と、ミゲルがたしなめたがリュアンには聞こえていない。

「リュアン!」

 ミゲルは声を荒げてリュアンを呼んだ。


「はっ……!」

 やっと気がついたリュアンが顔を上げた。

「お前の気持ちは分かるが、もう少し落ち着きなさい」

 ミゲルが諭すようにリュアンに言った。

「はい……でも、何かできることはないかと……」

 と言いかけて、リュアンはふと思いついたように立ち上がり、

「王宮に知らせないと!」

 と、言葉が終わらないうちに扉に向かっていった。


「それはもう手配した。うちとタルーバの若いのを一人ずつ向かわせたよ」

 そう言いながらミゲルはリュアンの腕を掴んで引き止めた。

「そ、そしたら……」

 リュアンは目を泳がせながら自分にできることはないか必死に考えた。


「リュアン……」

 そんなリュアンの肩をキリアンが抱えるようにして、ソファに座らせた。

 キリアンの声など聞こえないかのように、リュアンは自分の世界に入り込んでしまっている。


 その時ドアをノックする音がして、一人の少女が居間に入ってきた。

「お茶をお持ちしました」

 少女は静かな声で言うと、居間の中央に進み出た。

「やあ、フィリパちゃん」

 ミゲルが表情を和らげて言った。

「いや、もうフィリパさんと呼ばなきゃ失礼かな、はは……」

 そんなミゲルに落ち着いた様子で微笑みを返しながら、フィリパはティーカップにお茶をいでいった。


「フィリパ……ちゃん?」

 夢想から覚めたようにリュアンがフィリパの名を呼んだ。

「はい、リュアン様」

 ティーポットを手にフィリパがリュアンに視線を向けた。

 切れ長の目に豊かなまつ毛の色白の少女は、その静かな口調と相まって大人の女性の雰囲気を漂わせている。


「ちびっこフィリパちゃん?」

 リュアンは思わず彼女の幼少の頃の呼び名を口にしてしまった。

 フィリパの目が鋭くなる。

「あ……ご、ごめん」

 慌てて姿勢を正して謝るリュアン。


「ええっと……俺に紹介してもらえるかな?」

 微妙な空気を感じ取ったキリアンがすかさず場を取り繕った。

「あ……この子……この人はフィリパち……フィリパさんです、村長さんの娘さんです」

 しどろもどろながら何とかリュアンはフィリパをキリアンに紹介した。


「これはこれは、フィリパ嬢、私はキリアンと申します」

 と、キリアンはまるで社交界でするようなお辞儀をした。

 それを見てフィリパは頬を赤らめながら、スカートの両裾を摘んで、

「フィリパと申します」

 と優雅に挨拶を返した。

 そして、頭を上げる時に横目ででチラリとリュアンに視線を送った。


「……!」

(フィリパちゃんてこんなに大人だったっけ……?)

 リュアンの記憶の中のフィリパは、小さくて大人しくてすぐに泣いてしまう女の子という記憶しかなかった。

(確か俺の二つ下だったっけ……)


 テーブルにティーカップと菓子を並べ終えると、フィリパは挨拶をして退室しようと扉に向かった。
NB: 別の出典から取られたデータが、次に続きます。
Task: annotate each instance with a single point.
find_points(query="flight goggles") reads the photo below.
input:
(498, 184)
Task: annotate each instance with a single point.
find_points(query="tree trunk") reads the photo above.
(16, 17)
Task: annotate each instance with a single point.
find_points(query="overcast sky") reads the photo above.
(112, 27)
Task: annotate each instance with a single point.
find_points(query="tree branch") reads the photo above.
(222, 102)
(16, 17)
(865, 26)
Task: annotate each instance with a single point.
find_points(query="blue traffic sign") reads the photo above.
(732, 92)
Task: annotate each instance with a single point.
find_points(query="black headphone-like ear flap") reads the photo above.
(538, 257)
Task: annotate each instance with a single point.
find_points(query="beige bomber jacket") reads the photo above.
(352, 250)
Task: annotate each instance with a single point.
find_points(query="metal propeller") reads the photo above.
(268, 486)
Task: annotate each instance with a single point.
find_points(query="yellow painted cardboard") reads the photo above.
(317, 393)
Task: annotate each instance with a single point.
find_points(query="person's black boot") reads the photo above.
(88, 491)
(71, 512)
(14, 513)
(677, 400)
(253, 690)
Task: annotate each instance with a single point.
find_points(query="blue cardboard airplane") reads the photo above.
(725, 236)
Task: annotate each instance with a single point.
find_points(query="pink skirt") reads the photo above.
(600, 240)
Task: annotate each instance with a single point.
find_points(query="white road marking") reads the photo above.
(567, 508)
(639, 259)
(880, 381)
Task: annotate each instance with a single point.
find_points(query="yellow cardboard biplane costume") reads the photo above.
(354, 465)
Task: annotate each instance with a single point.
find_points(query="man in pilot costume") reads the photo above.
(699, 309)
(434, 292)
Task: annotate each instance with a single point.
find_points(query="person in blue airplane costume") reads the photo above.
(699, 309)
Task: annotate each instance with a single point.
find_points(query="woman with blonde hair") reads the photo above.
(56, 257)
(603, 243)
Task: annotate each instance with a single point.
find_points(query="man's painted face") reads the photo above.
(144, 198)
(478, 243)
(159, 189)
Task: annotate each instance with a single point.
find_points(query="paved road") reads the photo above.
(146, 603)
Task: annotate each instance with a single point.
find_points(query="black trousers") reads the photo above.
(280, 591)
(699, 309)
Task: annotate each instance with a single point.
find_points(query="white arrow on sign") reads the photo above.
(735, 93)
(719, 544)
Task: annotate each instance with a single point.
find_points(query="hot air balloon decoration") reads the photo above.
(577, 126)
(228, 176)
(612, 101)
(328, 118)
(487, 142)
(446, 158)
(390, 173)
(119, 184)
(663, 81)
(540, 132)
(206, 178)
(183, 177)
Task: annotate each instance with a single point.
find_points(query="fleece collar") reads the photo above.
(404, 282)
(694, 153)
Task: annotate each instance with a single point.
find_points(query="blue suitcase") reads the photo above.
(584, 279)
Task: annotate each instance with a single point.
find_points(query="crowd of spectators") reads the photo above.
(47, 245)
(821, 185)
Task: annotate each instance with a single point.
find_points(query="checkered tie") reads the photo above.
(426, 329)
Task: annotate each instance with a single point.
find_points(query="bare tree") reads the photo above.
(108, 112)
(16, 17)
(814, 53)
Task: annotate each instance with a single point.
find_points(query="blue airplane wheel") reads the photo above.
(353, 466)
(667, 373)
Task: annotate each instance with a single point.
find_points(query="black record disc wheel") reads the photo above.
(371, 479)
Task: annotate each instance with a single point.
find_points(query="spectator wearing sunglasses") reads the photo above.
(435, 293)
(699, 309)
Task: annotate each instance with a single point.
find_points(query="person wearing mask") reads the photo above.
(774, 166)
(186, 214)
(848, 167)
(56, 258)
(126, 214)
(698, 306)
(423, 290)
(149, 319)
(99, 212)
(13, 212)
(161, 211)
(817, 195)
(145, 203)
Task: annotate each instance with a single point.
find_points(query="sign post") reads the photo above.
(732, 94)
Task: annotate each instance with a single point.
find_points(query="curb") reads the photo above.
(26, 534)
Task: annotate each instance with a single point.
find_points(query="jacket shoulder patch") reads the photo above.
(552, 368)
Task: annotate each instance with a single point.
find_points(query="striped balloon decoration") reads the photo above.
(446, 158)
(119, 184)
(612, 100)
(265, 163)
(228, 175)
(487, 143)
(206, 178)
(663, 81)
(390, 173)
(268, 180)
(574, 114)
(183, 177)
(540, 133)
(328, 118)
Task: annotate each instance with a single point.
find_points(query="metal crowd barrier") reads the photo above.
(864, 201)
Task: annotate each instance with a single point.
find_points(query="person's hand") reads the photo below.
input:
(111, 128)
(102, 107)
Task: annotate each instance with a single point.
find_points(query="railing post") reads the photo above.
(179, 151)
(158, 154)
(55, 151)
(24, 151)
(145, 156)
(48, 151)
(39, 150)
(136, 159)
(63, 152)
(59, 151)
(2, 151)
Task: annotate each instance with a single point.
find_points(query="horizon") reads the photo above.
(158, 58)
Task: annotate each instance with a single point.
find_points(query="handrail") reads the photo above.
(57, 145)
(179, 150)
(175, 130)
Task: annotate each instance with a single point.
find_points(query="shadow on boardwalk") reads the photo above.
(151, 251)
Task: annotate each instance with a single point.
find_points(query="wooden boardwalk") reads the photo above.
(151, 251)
 その時、ふと何かを思いついたリュアンが立ち上がり、

「フィリパちゃん!」

 と呼び止めた。


 扉に手をかけていたフィリパはピタリと動きを止めて、ゆっくりと振り返った。

「はい、リュアン様」

 そう答えるフィリパは真っ直ぐにリュアンを見ている。

「君も王女様のお世話をしてるの?」

 リュアンも真剣そのものの目でフィリパを見ている。

「はい」

「王女様のお加減はどう?」

 一瞬の間があり、フィリパの濃い紫色の瞳の色が揺らめいて濃い灰色になった。

「……王女様は、今は静かにお休みになってらっしゃいます」

「ご病気か何かなのかな?それとも……」

「私は詳しいことは伺っておりません」

「そうか……」 


 そう言ってリュアンはフィリパから視線を外すとソファに座り、

「ありがとう……」

 と呟くように言った。

 フィリパはそのまままの姿勢でしばらくじっとリュアンを見つめていた。

 だが、その後は何も言わずに、扉を開けて居間を後にした。


 そんなふたりをミゲルは優しい目で見ている。

 一方キリアンは、物思わしげに小さなため息をついてリュアンを見ていた。